What is the culture like at Texas Oncology? Has it always been the same?
We always strive to help one another provide the best care to our patients – from the receptionists, to the medical assistants, nurses, doctors, and staff members behind the scenes. Our goal is to treat our patient the way we would treat our family. If it is not good enough for my mom, it is not good enough for anyone else. I have even trusted my co-workers with one the most important people in my life, my dad.

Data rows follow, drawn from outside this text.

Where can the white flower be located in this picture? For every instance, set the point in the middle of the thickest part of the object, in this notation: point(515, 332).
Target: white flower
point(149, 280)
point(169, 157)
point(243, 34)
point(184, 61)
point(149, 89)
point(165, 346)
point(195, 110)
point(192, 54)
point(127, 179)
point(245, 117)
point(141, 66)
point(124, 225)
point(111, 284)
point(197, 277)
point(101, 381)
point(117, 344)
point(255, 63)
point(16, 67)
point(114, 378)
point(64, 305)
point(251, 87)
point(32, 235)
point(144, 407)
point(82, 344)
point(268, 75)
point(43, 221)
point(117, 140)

What is your favorite memory when you reflect on your years at Texas Oncology?
There are many, but the ones that really touch my heart are those patients that come in a wheelchair and walk out on their own power. We know we can’t cure everyone, but we can make the journey less stressful.

What has working with cancer patients taught you about resiliency in the human spirit?
The human spirit is what makes life worth living, there are many people who give up over small problems and those that make large problems seem so much smaller. Life is what we choose to make it. Knowing that we are making a difference in peoples’ journey of life is rewarding.